In the meantime, he’s watching all the movies in his collection, pondering a graphic novel, and reveling in plenty of live music — albeit on film. Going down the YouTube rabbit hole, he’s repeatedly watched a late-Seventies live show by funk icon Bootsy Collins and his Rubber Band (“my soundtrack for chilling out”), as well as concerts by James Brown, Miles Davis, John Coltrane, and Leonard Bernstein (conducting Stravinsky’s The Rite of Spring). “I’m listening to a lot of live recordings maybe because I miss playing live,” he admits. “I don’t think I’ve gone this long without playing music with people, ever. So I’m curating my own little festivals.”

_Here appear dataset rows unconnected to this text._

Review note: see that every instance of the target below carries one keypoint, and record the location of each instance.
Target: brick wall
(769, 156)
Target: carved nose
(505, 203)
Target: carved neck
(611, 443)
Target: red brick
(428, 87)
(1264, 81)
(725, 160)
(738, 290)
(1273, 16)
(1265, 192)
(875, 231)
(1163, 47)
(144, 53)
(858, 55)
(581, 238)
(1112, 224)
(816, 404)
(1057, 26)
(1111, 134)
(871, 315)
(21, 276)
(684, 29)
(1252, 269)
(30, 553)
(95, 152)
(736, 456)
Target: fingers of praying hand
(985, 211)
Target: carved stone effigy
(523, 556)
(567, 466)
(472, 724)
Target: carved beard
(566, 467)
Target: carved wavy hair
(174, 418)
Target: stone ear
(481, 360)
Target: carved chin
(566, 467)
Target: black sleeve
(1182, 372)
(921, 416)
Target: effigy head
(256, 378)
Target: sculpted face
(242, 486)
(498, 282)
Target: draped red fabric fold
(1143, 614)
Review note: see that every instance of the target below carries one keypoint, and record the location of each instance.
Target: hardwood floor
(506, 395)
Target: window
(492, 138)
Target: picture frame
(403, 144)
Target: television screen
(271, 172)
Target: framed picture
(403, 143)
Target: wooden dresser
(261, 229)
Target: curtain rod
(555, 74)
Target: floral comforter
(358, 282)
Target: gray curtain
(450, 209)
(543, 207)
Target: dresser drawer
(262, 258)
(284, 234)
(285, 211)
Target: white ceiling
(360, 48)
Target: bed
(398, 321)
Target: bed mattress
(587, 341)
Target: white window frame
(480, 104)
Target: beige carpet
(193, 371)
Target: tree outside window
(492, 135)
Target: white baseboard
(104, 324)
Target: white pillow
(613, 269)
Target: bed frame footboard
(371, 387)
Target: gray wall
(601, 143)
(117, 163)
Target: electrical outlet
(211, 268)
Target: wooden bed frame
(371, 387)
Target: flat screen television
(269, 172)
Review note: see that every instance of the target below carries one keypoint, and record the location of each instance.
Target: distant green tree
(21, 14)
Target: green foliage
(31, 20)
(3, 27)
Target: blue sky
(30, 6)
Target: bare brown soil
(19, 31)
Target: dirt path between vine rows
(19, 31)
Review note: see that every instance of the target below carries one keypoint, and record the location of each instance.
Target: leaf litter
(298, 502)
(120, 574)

You would think the time at home would allow Washington to process the experiences he’s had over the years, which include smoking a joint with Snoop Dogg (in whose band Washington once played), playing Coachella, and taping a live performance for last month’s series finale of Homeland, where Claire Danes’ Carrie Mathison was a fan of Washington’s cinematic jazz. Has he processed all those experiences yet? “Well,” he says with a pause, “I guess I haven’t started to look back like that yet. I haven’t gotten to that place yet.”

Asked why he thinks he’s been so in-demand, Washington demurs. “It’s impossible to answer that, at least right now,” he says. “I don’t think any one person is the ‘future of jazz.’ I took it that they were saying I’m doing well and the music is doing well and I’m helping jazz. As a musician, we’re always working, and sometimes the world is watching what you’re doing.”